Media mergers are defined under the new law as mergers or acquisitions where two or more of the undertakings involved “carry on a media business” in Ireland or where one carries on a media business in Ireland and the other carries on a media business elsewhere. Under the 2014 Act, all proposed media mergers must be notified to the communications minister. The minister must then apply a public interest test and determine whether the result of the media merger “is likely to be contrary to the public interest in protecting plurality of the media”.

In making this determination, the new law sets out a number of criteria the minister must consider, including the effect of the merger on “plurality of the media”, the “undesirability of allowing any one undertaking to hold significant interests across different sector of media business” and the adequacy of RTÉ and TG4 (the public service broadcasters) to protect media plurality. Importantly, the 2014 Act provides a comprehensive definition of “plurality of the media”, which includes both “diversity of ownership and diversity of content”. While the Act does not define what “significant interests” are, under section 28L, the minister may set out a definition in consultation with the Broadcasting Authority of Ireland.

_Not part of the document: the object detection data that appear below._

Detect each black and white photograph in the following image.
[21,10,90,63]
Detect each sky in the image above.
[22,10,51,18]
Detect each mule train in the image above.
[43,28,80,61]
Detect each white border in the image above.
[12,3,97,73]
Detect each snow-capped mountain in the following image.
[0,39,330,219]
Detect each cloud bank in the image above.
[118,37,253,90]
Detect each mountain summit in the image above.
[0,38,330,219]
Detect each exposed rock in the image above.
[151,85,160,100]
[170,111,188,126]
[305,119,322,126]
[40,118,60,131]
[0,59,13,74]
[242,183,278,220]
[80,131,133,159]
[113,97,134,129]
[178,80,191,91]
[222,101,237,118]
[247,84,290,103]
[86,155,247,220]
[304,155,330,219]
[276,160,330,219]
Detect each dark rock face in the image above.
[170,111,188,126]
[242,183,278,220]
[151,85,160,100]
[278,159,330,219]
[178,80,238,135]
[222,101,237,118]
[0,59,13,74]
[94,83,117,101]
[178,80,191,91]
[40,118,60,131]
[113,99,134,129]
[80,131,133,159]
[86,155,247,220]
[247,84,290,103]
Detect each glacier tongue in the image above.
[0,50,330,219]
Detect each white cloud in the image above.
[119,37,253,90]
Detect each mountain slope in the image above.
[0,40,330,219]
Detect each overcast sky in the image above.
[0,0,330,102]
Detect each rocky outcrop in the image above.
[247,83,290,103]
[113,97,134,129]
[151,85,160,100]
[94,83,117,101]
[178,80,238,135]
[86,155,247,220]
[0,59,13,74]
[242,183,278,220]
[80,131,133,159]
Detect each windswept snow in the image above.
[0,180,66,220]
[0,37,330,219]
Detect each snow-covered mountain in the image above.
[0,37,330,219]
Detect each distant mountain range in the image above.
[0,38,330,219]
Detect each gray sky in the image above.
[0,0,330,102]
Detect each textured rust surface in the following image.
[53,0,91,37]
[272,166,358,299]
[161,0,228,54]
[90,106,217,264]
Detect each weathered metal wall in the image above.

The minister may then decide to either (a) approve the merger, (b) approve the merger, subject to commitments from the undertakings, or (c) consider that the merger “may” be contrary to the public interest and request that the Broadcasting Authority of Ireland carry out a “full media merger examination”. The new section 28E sets out the procedure for a full media merger examination, where the Authority will issue a report on the proposed merger. Additionally, the Act provides that an “advisory panel” of experts may be appointed by the minister, which may also issue an opinion on the proposed merger. The minister will then consider all the “relevant criteria”, including the Authority’s and/or advisory panel’s report and may decide to either (a) approve the merger, (b) not approve the merger, or (c) approve the merger subject to commitments from the undertakings. The minister may seek a high court injunction to enforce compliance with a determination. It is an offence to contravene a provision of the minister’s determination.